Now that the embargo has been lifted on the Radeon 7970s, I'm curious about some of the features in GCN.
Firstly, GCN is supposed to have a unified address space with the host CPU, 64-bit addressing, and virtual memory. Are these present in the 7970?
With a unified address space, I no longer see a reason for the current 128MB per allocation limit on buffers. This will be glorious if we no longer have to pack larger data sets into textures, which is annoying to debug and write implementation independent code.
Futhermore, it would seem that pointers can now persist across kernels calls, removing the need for treating everything as an index.
Secondly, GCN is supposed to have a fully coherent L1/L2 cache heirarchy. Is this present? No longer having to use textures to get caching (save declaring a buffer as const restrict) would be pretty nice. Also, this would seem to significantly reduce the impact of non-coalesced reads and writes (supposing you can at least efficiently use cache).
Finally, I hear that virtual memory won't appear until 2014 in discreet GPUs. Is this a hardware or driver issue? E.g. does the 7970 support this and will in 2014 or do we have to wait 2 hardware generations?
I would also like to add to the questions: is there HW accel encoding (accessible by built-in kernels) present on HD7970?
Edit: And one more, I just read in a hungarian article about GCN, that double precision will be software degraded, so only the new generation FirePro will show what GCN is really capable of in DP. Please, tell me that this is some misunderstanding. NV has made the really disgusting habit of degrading GeForce DP over Tesla product line only in order to push buyers toward their more expensive products. Pre-7000 Radeons posessed all the DP capacity there was available. Please tell me that this will not change. (Taking into account that there are no dual-GPU FirePros, roughly this would shoot GCN in the leg about making it's way into HPC segment)
Edit2: Ok, I found some information about VCE engine in an article, so that answers first question. But let me make another one than: will Partially Resident Textures be available in OpenCL, because as far as I understood megatexture streaming will be available as an OpenGL and DX11.1 extension. The reason I ask is because it occurs to me that I would like to visualize a an extremely large surface growth simulation on-the-fly via OpenGL interop. Problem is, that system is bitcoded due to it's size, so only way to visualize it is via Geometry Shader that enables bitcoded data to be read and is able to spawn quads based upon it, and an auxiliary vertex array that holds explicit x,y,z values at somearbitrary points. Thus render becomes this auxiliary vertex array, and actual data as an attribute array.

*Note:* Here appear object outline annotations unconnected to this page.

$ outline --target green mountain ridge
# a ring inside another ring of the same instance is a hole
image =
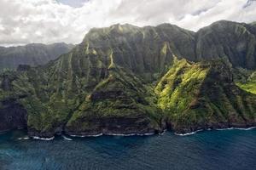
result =
[[[19,65],[37,66],[68,53],[74,45],[64,42],[53,44],[31,43],[18,47],[0,47],[0,71],[15,70]]]
[[[224,20],[198,32],[170,24],[92,29],[44,66],[3,73],[0,130],[52,137],[255,126],[256,95],[244,88],[254,76],[241,71],[256,69],[255,35]]]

This doubling of data on display device is not a good thing, and I am curious if I could use megatexture streaming from host to make use of the heaps of RAM inside the host. If some efficient streaming method would be available, I could use all GPUs inside the node as if VRAM limit would be the same as host (192GB).
Some of your questions are already answered in the last AMD APP SDK programming guide (1.3g) that was released today. It has a nice new GCN section.
To my unpleasant surprise it did not document any of the new 2.6 features.
what i read review they stated that DP rate is at 1/4 for new radeon 7970. also in some GCN review i read that DP rate should be tunable in HW from 1/16 up to 1/2. and all GCN GPU will support DP.
Could someone explain to me the idea behind HW scaling of DP power? The transistors are there (so chip size is increased which is already payed for by the customer) and than they have it artificially reduced??
There are heaps of forums and blogs talking about the retarded and deprecated notion of DP being an HPC neccessity and that regular consumer products would not utilize it, if it were present on the HW.
AMD was a lot sympathic for not following NV's practice of artificially holding GPU DP performance at bay. If they also start going down this road, that will be an enormous shame. If they really want to distinguish professional equipment from regular cards, AMD should place 6GB of GDDR5 / GPU, or 3GB of ECC GDDR5 / GPU instead of the regular 3GB on HD7970. Perhaps a strictly front-to-back cooling or passive cooling for blade servers... there are many possibilities of making distinction among HW classes beside the extremely lazy and profit-oriented act of implementing HW limitations that have no apparent reason.
It would be really nice if some official information would be given on the topic.
Originally posted by: moozoo
So close, I was hoping for 1 TFLOP DP , Perhaps third party boards and overclocking will get there.
FirePro with 1/2 DP switch enabled should get around 1.5-1.7 TFLOP ( I'm assuming it will be a little bit downclocked )